Cholesterol is a major component of mammalian cell membranes, and is also found in extracellular lymphatic fluid. While cholesterol is essential to maintain the structure and function of a cell membrane, excess levels can be detrimental. Cholesterol molecules can lodge in the inner lining of blood vessels resulting in the plaque deposition associated with atherosclerosis.
The research team, headed up by Zygmunt Gburski, has performed a range of molecular dynamics (MD) simulations to investigate the influence of CNTs and graphene sheets on cholesterol molecules, both within a cell membrane and lodged around extracellular proteins. The collected results of these studies were recently published in the open-access online bookCarbon Nanotubes – Growth and Applications (see also: Solid State Commun150 415).
"Computer modelling and simulations can be used for preliminary studies of biosystems, allowing one to directly observe the dynamics of molecules of interest," explained Gburski. "MD simulations allow you to change the components of the system, simplifying or complicating it, and discover what is really important for the dynamics of the system. In particular, MD simulations are very effective when it comes to the study of nanosystems."
MD simulation over 1.5 ns of a CNT placed near an extracellular protein surrounded by cholesterol molecules. MD simulations
The researchers first examined the influence of CNTs on cholesterol molecules embedded in the phospholipid bilayer that forms the cell membrane. MD simulations were performed at physiological temperature with and without a CNT placed near the membrane.
Examining the mean displacement of the cholesterol molecules revealed that the nanotube's presence increased the motion of the cholesterol molecule from 1.1 to 1.3 Å. But though the cholesterol molecules were slightly attracted by the CNT, they always remained inside the phospholipid bilayer – the nanotube could not remove cholesterol molecules from the cell membrane.
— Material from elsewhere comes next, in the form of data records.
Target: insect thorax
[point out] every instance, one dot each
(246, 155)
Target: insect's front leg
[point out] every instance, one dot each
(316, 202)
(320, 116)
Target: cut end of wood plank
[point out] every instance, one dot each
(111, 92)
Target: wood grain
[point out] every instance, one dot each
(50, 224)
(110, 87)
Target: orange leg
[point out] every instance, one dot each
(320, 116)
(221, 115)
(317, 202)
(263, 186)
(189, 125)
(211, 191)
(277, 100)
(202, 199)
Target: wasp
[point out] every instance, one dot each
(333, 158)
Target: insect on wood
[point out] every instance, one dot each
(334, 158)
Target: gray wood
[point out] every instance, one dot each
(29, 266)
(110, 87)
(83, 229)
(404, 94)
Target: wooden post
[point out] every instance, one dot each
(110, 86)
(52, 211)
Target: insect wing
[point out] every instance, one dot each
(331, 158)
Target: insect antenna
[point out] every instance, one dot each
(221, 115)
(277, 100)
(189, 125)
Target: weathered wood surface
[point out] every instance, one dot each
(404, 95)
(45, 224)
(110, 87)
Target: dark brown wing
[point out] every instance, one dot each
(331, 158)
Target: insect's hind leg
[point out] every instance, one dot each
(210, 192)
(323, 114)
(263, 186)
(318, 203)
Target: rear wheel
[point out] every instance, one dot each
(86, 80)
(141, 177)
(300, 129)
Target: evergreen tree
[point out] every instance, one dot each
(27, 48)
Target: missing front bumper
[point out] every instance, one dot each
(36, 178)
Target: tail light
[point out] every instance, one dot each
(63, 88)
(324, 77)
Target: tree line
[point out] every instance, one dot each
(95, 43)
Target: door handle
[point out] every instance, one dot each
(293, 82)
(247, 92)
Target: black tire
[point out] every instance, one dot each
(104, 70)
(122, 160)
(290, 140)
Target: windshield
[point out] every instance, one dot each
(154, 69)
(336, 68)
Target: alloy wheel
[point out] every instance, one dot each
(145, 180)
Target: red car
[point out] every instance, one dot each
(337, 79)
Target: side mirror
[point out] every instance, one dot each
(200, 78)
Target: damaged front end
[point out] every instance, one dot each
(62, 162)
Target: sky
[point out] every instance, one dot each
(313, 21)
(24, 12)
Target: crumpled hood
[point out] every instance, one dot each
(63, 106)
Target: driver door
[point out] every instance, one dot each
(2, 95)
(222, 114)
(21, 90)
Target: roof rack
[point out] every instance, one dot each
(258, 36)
Next, the team studied an extracellular domain protein (1KF9) covered by 40 cholesterol molecules. Preliminary MD simulations showed that the cholesterol molecules clustered together near the protein surface and had little mobility. When the simulation was rerun with a CNT placed near the cholesterol cluster, the molecules' mobility increased – attributed to their attraction to the nanotube overwhelming their tendency to gather on the protein surface.
Cholesterol molecules that were pulled out of the cluster spread in a thin layer over the CNT surface. Removal of the nanotube substantially reduced the number of cholesterol molecules within the cluster. For example, a CNT of 80.5 Å in length pulled out 23 cholesterol molecules, an extraction efficiency of 57%.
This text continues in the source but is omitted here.